Sixty-two years ago—a year after Wryth had sworn his blood oath to the order, which he still deemed as providential—another wind blew the vanes straight back at the sculpture’s head. The wind came in from the east, and from its fierce strength, it was estimated to have risen somewhere near the coast of Guld’guhl. So, Wryth had overseen the establishment of an Iflelen outpost near the mines of Chalk and continued to watch for that sign again.
Thrice more over the past decades, those winds rose again, spinning the lodestones toward the bronze bust. This further convinced their order that something similar to their talisman must be buried out there. Then a moon ago, the mysterious winds appeared again, sporadic at first, then the gusts blew stronger. The rising storm drew Wryth and Skerren to the mines of Chalk—where the bronze woman was discovered, only to have it stolen by a shrewd thief in disguise.
Wryth reached Skerren, despairing at the full breadth of what they had lost, now likely sunk into the sea.
“About time you got here,” Skerren scolded.
“What is so urgent that it required me to be pulled from the king’s side?”
Skerren held a quill in one hand and a silver measuring stick in the other. He shifted aside to reveal a map on a small table. Beside it lay an open book that held an account going back centuries, charting the lodestones’ movement in their crystal spheres.
“A bell ago,” Skerren explained, “another signal stirred our instrument.”
Wryth shoved closer. “From where? From the Bay of Promise?”
He pictured the bronze woman stalking along the seabed after the crash of the wyndship from Guld’guhl.

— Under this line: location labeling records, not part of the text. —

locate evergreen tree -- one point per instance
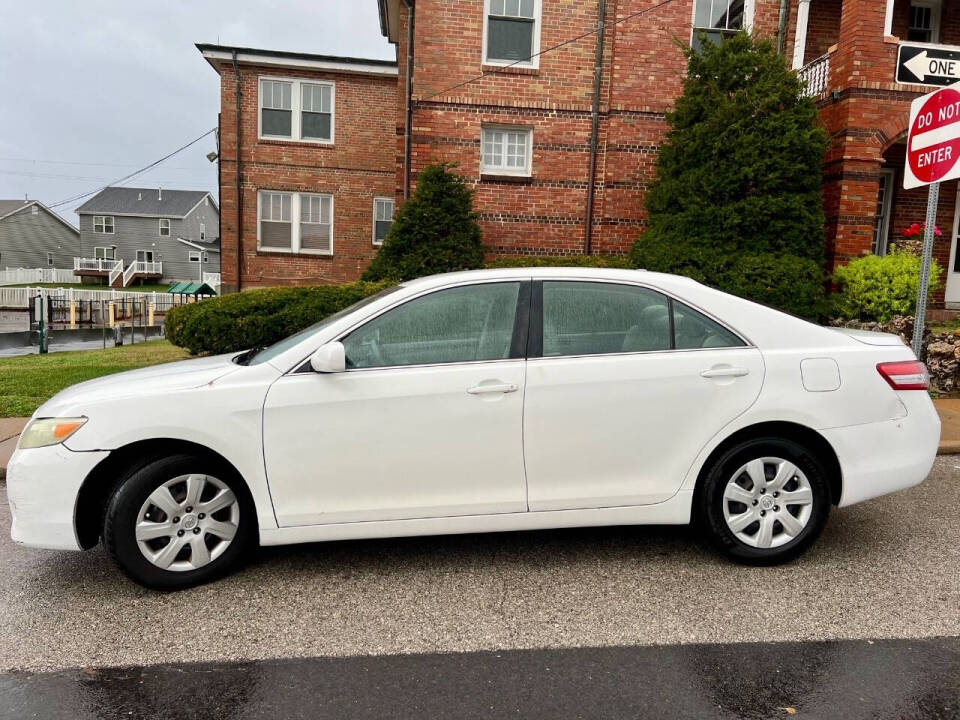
(740, 170)
(435, 231)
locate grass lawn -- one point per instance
(81, 286)
(27, 381)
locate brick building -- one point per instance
(560, 146)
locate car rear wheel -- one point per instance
(765, 501)
(178, 521)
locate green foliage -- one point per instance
(877, 288)
(610, 261)
(737, 202)
(258, 317)
(435, 231)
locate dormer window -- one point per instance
(511, 32)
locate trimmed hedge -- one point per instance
(258, 317)
(610, 261)
(877, 288)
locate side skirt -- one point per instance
(675, 511)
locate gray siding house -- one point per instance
(33, 236)
(148, 234)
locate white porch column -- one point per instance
(888, 19)
(800, 36)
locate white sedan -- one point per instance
(482, 401)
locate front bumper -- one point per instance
(880, 458)
(42, 488)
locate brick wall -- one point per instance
(357, 167)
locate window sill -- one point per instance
(513, 179)
(329, 144)
(302, 253)
(510, 69)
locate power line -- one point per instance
(549, 49)
(133, 174)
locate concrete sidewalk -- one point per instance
(949, 409)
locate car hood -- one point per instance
(154, 380)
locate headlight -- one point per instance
(49, 431)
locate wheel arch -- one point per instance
(101, 482)
(801, 434)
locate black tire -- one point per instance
(123, 510)
(709, 508)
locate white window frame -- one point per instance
(497, 170)
(296, 101)
(376, 200)
(748, 11)
(534, 62)
(936, 7)
(103, 224)
(295, 248)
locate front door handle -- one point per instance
(725, 372)
(493, 388)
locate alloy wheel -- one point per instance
(767, 502)
(187, 522)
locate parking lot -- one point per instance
(884, 569)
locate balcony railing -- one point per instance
(815, 76)
(94, 264)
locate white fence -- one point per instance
(20, 297)
(19, 276)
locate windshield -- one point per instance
(271, 352)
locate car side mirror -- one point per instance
(329, 358)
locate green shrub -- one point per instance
(877, 288)
(258, 317)
(611, 261)
(435, 231)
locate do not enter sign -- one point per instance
(933, 146)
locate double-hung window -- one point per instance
(512, 32)
(924, 21)
(295, 222)
(296, 110)
(382, 219)
(716, 20)
(507, 151)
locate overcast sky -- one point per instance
(96, 89)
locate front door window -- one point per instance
(463, 324)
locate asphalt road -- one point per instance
(889, 568)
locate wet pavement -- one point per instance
(849, 679)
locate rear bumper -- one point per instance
(880, 458)
(42, 488)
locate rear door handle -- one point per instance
(725, 372)
(498, 387)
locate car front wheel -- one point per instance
(178, 521)
(765, 501)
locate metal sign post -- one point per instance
(933, 196)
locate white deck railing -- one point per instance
(816, 75)
(20, 276)
(20, 297)
(140, 267)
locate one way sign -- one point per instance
(927, 65)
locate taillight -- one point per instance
(906, 375)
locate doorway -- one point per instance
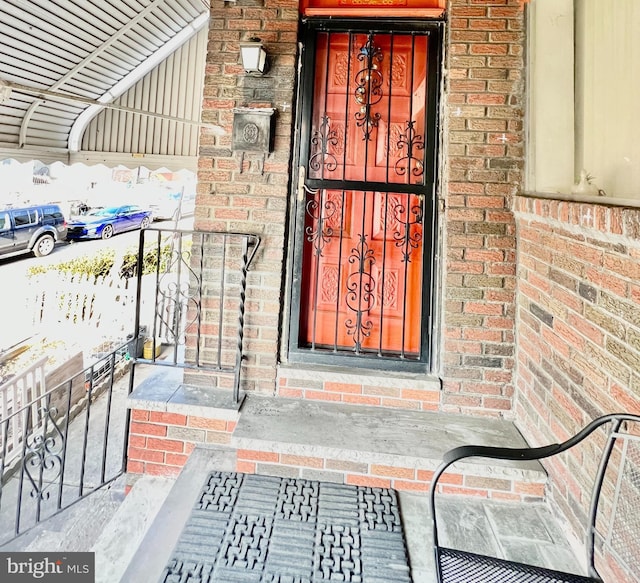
(365, 199)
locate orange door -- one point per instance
(362, 275)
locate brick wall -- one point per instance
(160, 443)
(483, 147)
(482, 161)
(362, 472)
(248, 193)
(578, 326)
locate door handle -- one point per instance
(302, 187)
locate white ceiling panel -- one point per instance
(87, 75)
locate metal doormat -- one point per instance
(247, 528)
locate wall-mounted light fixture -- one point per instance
(253, 56)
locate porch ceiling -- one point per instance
(63, 62)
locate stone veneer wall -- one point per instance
(482, 170)
(578, 327)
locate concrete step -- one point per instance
(119, 539)
(152, 553)
(378, 446)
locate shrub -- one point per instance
(98, 265)
(102, 263)
(128, 268)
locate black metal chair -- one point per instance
(613, 528)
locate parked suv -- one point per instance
(31, 229)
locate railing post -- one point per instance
(240, 340)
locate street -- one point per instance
(15, 317)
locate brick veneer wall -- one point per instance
(160, 442)
(249, 193)
(578, 326)
(483, 161)
(399, 477)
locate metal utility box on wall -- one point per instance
(253, 129)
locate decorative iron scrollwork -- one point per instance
(361, 294)
(43, 454)
(322, 139)
(320, 212)
(412, 142)
(409, 238)
(369, 87)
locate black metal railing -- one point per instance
(72, 443)
(191, 299)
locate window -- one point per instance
(26, 217)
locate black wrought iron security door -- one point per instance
(365, 212)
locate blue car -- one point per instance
(104, 222)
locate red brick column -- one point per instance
(248, 192)
(483, 158)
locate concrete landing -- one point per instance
(393, 447)
(154, 550)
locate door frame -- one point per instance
(291, 352)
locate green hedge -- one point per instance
(102, 263)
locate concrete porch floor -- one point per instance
(133, 536)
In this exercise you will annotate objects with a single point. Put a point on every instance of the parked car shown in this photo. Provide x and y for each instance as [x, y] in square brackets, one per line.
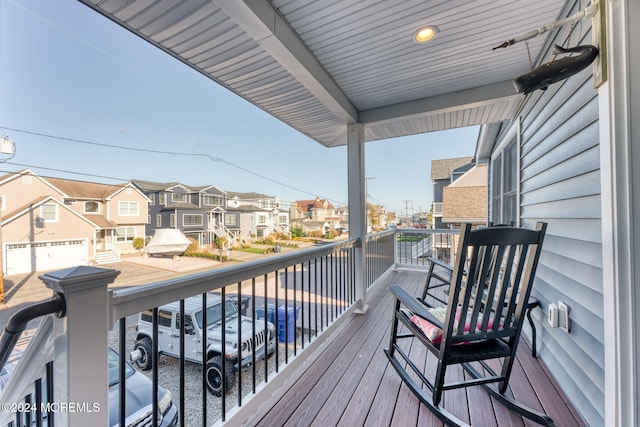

Skerren slid the map over, inscribed with numbers and arrows. “No, not from the sea. It was brief but appeared to rise out of the northeast. I still want to review my calculations to be sure.”
“How far to the northeast?”
“I gauge no farther than the forests of Cloudreach, somewhere near The Twins.”
Wryth frowned.
Cloudreach again. Where the others had fled.
It couldn’t be a coincidence. Standing in the center of the bronze web, he felt the movement of unseen forces, bringing all the pieces of a grand game together.
Wryth swung around, hoping it wasn’t too late.
“Where are you going?” Skerren asked.
He pointed back to the talisman. “Keep watching. Send word if anything changes.”
“And what of you?”
“I’m headed to the warships. To join the prince and the legions. If that artifact is out there, I must not lose it again.”
M IKAEN SEARCHED HIS rooms at the Legionary for his boots. After soaking in a hot bath and scrubbing his body to a fine polish, he felt like himself, a shining prince of the realm. His diligence with soap and brush had less to do with removing the grime of his hard ride across the Brauelands and everything to do with ridding himself of the stench of the Shrivenkeep’s brimstan.
He stood dressed in his underleathers, like his father had been, readying for the flight to Havensfayre. He would don his armor once they moored at the forest town. He had already strapped on his sword with its silver-filigreed scabbard, along with a dagger in a matching sheath. Over his leathers, he also wore a doublet of silver with a sun-and-crown crest stitched into it. He had to maintain some decorum as the prince.
But where are my sarding boots?
He didn’t want to run barefooted to the war docks.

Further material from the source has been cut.